Un vecchio amico ha scritto e pubblicato da poco un bel libro – del quale riparlerò – su una storia familiare nella storia della città di Trieste. Breve ma molto denso nella rievocazione di un passato ricco di conflitti e tragedie politiche e identitarie.
Mi ha colpito una considerazione finale: «Ne deriva, cari amici, che dobbiamo coltivare gelosamente le nostre memorie. A ognuno le sue…Non c’è nulla da condividere, e spiace veramente di far torto alle ragioni di chi si è inventato questa benedetta idea della “memoria condivisa”. Domani certo sarà un altro giorno. Ma domani qui da noi non è ancora arrivato». (Roberto Weber, L’uomo che parlava alle statue, Bottega Errante Edizioni, 2023).

Quel «qui da noi» riferito alla vicenda triestina lo leggo in modo assai più largo, sia pure per motivi in parte diversi. Largo quanto questa intera penisola, che puntualmente litiga e si divide in occasione della più fondativa delle sue ricorrenze nazionali, l’ormai vicinissimo 25 aprile.

Non tornerò sulle scandalose vicende della censura a Scurati, con l’offensivo messaggio della presidente del Consiglio, o delle querele governative a personaggi come Luciano Canfora. Ma va discussa seriamente la questione legata all’uso o alla rimozione della parola «antifascismo».

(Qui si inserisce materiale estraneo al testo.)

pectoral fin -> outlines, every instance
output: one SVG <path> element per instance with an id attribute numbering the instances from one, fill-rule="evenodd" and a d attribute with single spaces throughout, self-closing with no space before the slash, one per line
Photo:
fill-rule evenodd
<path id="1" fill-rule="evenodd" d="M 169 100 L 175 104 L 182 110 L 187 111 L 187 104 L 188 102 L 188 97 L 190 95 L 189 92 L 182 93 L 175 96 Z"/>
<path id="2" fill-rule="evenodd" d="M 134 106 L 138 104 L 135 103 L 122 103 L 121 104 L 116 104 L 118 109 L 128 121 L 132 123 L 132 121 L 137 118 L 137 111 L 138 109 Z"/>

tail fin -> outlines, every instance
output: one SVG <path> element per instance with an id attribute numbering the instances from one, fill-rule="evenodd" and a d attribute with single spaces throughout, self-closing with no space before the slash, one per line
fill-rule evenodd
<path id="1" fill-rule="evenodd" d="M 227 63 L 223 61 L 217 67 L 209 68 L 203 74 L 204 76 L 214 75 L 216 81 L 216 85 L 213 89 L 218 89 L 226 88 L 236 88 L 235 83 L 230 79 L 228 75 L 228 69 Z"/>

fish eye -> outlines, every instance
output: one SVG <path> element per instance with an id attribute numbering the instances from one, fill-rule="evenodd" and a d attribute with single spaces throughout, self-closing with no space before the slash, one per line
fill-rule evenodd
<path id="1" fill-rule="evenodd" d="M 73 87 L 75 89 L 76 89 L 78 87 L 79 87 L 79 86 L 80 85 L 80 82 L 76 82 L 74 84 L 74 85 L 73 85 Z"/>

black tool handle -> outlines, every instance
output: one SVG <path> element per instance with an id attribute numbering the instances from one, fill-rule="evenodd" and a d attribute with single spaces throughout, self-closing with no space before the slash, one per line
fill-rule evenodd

Le destre, nella migliore delle ipotesi, respingono il termine ribattezzando la scadenza come festa «della libertà». Nel mio moderatismo sono per non lasciar cadere questa asserita propensione liberale, se non libertaria, di chi resta attaccato nei fatti a una tradizione politica essenzialmente antidemocratica e violenta. Ma la parola libertà è molto difficile. Non ha un significato univoco. Quale libertà? Non solo per interrogarsi se liberi di o liberi da. Ma anche per vedere chi è davvero libero di fare e che cosa.

È fin troppo evidente che si scappa in una definizione così generica della libertà per non fare davvero i conti con l’evento storico della “liberazione” che è la sostanza del 25 aprile del ’45. Lo sostiene un altro libro piccolo e denso appena uscito per il Mulino: 25 aprile. La storia politica e civile di un giorno lungo ottant’anni. Lo storico Luca Baldissera ripercorre passo dopo passo le trasformazioni del modo di vivere questa ricorrenza dal dopoguerra agli anni del centrismo, alla recente vicenda della fine della cosiddetta “prima repubblica” e dell’avvento di un bipolarismo quantomeno assai incerto e mutevole.

Testo istruttivo per non dimenticare che non solo le destre di matrice fascista – «sdoganate» mentre si dissolveva il vecchio sistema politico dopo il crollo del muro e poi per la tempesta di tangentopoli – si sono impegnate di fatto per rimuovere il contenuto “antifascista” del 25 aprile.

Basta ricordare posizioni espresse dal socialista Bettino Craxi e da intellettuali come Lucio Colletti e Renzo De Felice, per esempio sull’anacronismo delle norme sul divieto di ricostituzione del partito fascista.
Eppure, cito ancora Baldissera, «si può forse dire che l’antifascismo costituzionale è stato per l’Italia qualcosa di analogo al repubblicanesimo per i francesi, una risorsa politica che ha garantito la tenuta dell’assetto democratico del paese».

Giusto dunque, come sollecita anche questo giornale, rilanciare per l’oggi la verità storica del 25 aprile. Credo che si debba anche ragionare sulla ricchezza plurale delle interpretazioni della ricorrenza anche all’interno di questa identità condivisa.
E soprattutto sulla necessità di aggiornare le culture e le pratiche politiche che hanno radici in una storia segnata da grandi ideali di giustizia e di libertà, ma anche dal tragico fallimento dei tentativi di affermarli.